Toutes ces substances peuvent provoquer des effets graves sur le plan physique et les conséquences psychologiques et sociales de leur consommation sont décrites dans la littérature. Il n’y a pas de différences spécifiques d’un pays à l’autre.

En général, les pays identifient les mêmes substances ainsi que les mêmes modes de consommation, mais des données concrètes concernant la dimension du problème sont rarement indiquées. Bien que globalement des informations et des données fiables manquent, certains pays mentionnent des données chiffrées. Il est à prévoir que les problèmes causés par ces nouvelles substances soient en augmentation, donc visibles à plus long terme.

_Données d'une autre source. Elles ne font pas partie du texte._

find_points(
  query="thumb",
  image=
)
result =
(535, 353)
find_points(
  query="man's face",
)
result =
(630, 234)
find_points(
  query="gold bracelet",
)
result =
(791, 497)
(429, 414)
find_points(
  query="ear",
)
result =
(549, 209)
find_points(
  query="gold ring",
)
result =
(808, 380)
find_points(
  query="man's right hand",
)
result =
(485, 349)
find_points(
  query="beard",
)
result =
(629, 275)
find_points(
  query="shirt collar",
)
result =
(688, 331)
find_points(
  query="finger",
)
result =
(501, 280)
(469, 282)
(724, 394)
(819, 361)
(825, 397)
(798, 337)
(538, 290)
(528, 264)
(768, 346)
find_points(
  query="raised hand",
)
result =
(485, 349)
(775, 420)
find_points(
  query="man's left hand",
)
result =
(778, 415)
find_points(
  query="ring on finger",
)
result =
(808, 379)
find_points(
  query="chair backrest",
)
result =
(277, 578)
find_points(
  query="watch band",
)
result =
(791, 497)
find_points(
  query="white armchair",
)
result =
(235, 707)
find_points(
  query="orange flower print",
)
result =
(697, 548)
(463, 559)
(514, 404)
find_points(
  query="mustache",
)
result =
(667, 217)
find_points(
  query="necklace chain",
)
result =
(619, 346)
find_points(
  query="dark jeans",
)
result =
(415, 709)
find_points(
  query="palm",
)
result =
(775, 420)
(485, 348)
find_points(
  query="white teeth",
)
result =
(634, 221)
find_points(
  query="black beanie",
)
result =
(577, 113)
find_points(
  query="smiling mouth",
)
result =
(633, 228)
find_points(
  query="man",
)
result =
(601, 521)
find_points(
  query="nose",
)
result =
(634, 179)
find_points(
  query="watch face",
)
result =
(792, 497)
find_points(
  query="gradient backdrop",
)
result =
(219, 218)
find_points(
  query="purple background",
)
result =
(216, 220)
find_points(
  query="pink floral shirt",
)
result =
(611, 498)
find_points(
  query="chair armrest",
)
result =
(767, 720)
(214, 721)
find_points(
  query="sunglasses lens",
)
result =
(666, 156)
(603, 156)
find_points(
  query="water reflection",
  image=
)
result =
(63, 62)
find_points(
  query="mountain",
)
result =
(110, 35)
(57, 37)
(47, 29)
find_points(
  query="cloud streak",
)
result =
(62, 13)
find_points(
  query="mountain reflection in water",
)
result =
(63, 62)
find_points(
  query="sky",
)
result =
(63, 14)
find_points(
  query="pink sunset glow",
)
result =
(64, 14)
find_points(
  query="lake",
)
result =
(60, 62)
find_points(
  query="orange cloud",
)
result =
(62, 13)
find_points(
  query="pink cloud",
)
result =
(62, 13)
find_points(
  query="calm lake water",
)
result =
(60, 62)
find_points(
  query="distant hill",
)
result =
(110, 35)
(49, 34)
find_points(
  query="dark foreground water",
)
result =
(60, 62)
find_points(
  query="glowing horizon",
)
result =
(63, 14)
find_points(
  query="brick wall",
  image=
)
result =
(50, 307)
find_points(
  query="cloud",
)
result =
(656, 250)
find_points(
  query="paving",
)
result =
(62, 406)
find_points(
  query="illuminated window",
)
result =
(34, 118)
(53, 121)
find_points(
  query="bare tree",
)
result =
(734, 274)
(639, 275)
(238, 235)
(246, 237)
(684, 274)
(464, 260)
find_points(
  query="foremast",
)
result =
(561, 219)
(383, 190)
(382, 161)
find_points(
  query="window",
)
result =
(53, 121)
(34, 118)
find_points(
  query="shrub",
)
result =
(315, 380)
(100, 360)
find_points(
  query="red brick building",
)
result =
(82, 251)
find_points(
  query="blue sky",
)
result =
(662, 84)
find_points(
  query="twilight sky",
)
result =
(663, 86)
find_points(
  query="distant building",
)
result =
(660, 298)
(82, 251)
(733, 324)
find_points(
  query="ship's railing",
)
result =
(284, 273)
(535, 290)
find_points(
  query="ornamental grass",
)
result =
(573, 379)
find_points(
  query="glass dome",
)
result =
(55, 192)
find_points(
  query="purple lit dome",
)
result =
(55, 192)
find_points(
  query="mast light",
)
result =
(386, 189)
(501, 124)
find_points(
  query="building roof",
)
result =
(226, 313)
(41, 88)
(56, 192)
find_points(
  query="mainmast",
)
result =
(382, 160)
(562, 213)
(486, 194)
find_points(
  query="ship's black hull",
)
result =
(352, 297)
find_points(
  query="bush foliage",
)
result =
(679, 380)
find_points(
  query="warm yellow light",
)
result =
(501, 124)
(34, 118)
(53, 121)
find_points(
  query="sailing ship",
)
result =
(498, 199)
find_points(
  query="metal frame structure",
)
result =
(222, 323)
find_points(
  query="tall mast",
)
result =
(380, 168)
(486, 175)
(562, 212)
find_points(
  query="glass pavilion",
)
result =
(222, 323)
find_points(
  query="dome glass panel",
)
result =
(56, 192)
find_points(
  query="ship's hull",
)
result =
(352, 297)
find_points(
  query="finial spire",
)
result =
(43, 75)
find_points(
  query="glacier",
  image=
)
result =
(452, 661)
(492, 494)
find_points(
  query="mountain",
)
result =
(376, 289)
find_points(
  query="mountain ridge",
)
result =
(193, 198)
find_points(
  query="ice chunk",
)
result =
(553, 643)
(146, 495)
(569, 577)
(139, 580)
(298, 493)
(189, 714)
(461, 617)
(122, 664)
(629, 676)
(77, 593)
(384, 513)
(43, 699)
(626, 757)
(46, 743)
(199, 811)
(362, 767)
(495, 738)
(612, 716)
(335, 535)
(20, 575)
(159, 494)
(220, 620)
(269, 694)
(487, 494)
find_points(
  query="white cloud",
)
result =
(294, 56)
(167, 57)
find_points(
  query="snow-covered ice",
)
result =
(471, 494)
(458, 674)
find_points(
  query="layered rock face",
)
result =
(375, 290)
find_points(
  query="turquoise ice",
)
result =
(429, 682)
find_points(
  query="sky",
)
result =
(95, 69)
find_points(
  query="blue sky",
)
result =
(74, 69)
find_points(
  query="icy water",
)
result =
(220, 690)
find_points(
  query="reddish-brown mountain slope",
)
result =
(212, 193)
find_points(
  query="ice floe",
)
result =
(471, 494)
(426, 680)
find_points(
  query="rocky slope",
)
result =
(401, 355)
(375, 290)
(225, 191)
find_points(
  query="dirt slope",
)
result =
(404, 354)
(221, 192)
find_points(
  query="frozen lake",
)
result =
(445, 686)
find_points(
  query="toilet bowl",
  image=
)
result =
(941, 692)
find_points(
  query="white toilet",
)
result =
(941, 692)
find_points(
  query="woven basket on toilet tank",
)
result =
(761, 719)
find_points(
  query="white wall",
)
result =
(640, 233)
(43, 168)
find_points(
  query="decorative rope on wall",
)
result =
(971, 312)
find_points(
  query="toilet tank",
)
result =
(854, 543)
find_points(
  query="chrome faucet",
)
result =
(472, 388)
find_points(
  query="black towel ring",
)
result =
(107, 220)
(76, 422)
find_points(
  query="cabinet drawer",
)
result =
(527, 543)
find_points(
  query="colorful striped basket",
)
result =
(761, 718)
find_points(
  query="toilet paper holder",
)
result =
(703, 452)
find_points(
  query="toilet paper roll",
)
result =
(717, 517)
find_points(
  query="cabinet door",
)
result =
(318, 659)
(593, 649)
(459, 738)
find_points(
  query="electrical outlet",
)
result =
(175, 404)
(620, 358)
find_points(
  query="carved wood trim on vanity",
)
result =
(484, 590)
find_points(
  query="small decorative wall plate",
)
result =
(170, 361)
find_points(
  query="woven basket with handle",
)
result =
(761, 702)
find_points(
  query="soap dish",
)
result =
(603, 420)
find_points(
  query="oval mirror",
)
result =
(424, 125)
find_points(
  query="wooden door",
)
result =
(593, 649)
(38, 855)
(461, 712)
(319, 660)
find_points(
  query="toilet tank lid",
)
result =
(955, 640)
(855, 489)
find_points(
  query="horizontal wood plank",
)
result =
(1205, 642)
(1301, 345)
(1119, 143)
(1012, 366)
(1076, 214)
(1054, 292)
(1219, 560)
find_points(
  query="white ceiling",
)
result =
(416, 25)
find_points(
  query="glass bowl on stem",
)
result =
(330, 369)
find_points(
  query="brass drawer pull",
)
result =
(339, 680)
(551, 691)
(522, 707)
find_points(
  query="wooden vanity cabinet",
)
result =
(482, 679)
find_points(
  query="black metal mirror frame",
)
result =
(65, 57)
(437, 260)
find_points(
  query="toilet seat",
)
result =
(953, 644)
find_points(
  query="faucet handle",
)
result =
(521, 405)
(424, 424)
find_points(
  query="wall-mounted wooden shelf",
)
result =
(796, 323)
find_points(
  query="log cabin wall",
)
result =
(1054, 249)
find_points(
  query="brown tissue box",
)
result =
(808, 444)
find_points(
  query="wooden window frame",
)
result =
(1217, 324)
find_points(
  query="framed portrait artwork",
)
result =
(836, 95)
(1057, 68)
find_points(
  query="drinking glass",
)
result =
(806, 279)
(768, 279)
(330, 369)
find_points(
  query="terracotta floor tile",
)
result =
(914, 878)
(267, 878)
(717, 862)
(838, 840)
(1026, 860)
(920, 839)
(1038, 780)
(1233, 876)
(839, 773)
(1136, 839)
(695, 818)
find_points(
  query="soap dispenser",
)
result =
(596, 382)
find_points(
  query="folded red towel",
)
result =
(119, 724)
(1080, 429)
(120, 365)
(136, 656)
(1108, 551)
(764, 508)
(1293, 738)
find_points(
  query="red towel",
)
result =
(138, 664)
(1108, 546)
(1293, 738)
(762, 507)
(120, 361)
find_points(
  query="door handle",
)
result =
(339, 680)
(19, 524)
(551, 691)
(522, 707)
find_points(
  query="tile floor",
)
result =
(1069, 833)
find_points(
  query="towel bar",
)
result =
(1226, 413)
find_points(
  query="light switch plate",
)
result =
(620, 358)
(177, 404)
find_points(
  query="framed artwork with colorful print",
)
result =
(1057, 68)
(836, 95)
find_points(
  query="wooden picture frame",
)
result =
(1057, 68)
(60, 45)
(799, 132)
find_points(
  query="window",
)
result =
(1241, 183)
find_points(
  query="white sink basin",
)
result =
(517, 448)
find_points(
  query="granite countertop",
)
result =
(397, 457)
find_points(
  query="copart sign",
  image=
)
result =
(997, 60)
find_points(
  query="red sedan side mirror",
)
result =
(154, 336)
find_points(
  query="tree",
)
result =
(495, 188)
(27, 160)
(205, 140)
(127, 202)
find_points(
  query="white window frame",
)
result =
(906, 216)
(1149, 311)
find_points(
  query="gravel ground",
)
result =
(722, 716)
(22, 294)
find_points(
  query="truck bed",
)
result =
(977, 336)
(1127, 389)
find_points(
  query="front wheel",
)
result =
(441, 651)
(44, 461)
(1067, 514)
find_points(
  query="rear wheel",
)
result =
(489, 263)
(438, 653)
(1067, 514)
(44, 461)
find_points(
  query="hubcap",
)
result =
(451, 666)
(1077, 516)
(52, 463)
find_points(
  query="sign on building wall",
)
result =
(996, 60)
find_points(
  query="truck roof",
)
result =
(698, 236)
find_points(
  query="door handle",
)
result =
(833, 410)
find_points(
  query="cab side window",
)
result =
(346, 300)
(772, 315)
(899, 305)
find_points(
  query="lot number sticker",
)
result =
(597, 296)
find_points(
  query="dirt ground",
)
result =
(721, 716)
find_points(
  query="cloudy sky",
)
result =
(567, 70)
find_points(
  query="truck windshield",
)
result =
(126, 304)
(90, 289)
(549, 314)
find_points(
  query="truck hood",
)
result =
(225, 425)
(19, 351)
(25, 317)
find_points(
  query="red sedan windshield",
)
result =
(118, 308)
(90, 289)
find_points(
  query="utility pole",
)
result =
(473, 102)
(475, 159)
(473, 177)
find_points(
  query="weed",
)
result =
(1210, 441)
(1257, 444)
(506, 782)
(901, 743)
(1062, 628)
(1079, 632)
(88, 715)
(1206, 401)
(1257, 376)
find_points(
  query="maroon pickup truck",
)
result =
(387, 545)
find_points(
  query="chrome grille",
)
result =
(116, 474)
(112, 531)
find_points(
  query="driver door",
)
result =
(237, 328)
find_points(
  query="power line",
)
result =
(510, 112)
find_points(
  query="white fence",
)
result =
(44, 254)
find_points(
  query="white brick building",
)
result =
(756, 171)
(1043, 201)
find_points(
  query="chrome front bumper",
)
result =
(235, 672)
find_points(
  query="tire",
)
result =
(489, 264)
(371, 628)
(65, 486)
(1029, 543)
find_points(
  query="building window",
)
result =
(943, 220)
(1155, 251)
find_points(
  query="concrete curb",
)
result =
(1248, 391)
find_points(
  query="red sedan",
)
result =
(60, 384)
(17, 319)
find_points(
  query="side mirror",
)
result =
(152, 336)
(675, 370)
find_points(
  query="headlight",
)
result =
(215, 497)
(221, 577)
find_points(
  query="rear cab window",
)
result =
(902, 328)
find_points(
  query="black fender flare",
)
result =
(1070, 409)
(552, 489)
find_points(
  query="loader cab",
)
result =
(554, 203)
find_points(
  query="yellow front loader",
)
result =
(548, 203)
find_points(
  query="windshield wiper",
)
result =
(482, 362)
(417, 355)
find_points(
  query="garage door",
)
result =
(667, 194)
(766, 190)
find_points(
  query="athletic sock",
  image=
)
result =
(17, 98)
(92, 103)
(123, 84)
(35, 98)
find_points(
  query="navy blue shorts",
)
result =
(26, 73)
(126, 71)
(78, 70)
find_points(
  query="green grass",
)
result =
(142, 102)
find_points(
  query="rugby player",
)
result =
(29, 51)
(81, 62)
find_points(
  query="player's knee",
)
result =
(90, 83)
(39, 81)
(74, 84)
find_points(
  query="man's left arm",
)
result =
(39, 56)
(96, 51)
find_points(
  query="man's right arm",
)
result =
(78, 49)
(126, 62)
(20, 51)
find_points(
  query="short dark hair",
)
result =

Dans la plupart des pays, tous ces produits sont accessibles, tant du point de vue de leur disponibilité que de leur prix, ce qui explique que le problème de la poly-consommation associant de nouvelles drogues et des drogues classiques soit en augmentation. Les associations de substances les plus fréquentes sont le cannabis avec l'alcool et la cocaïne avec l’alcool, le cannabis ou l’héroïne.

L’évolution et les changements du marché des drogues sont détectés grâce aux services des Etats (police, douanes, santé). Les pays mettent en place des systèmes d’alerte précoce qui permettent, grâce à la collaboration étroite entre ces différents services, d’obtenir les informations appropriées.

Dans le domaine des drogues illicites, la plupart des pays produisent par ailleurs une recherche scientifique ou sociale. Cette recherche peut-être épidémiologique, pharmacologique, clinique (surtout en neurologie), ou bien thérapeutique (notamment associée au traitement de substitution).

Compte tenu du caractère aléatoire des méthodes d’évaluation actuelles, de la qualité des données et de leur disponibilité, il n’est pas toujours possible d’interpréter les tendances de manière fiable. En outre, il n’existe pas de méthodes d’estimation qui puissent être utilisées dans tous les pays de manière comparable, par conséquent les comparaisons doivent être analysées avec prudence.

La majorité des pays indiquent qu’ils sont activement engagés dans le domaine de la prise en charge des usagers de drogues émergentes (information, prévention, réduction des risques, centres de traitement). La consommation de ces drogues est discutée publiquement par l’intermédiaire des médias telles que la presse écrite et la télévision, par des politiques et par des professionnels travaillant avec les toxicomanes.

Un grand nombre des pays suggèrent un traitement ambulatoire pour les usagers de drogues émergentes, associé à une psychothérapie. Cela doit être souvent combiné avec la pharmacothérapie. Des interventions psychosociales ont été également proposées pour fournir, dans l'ensemble, la thérapie la plus appropriée pour ces usagers.

Il y a un certain consensus parmi les pays sur le fait que la plupart des cas ne requièrent véritablement pas la mise en place d'un dispositif nouveau pour le traitement, mais un développement supplémentaire des différentes approches d'ores et déjà existantes.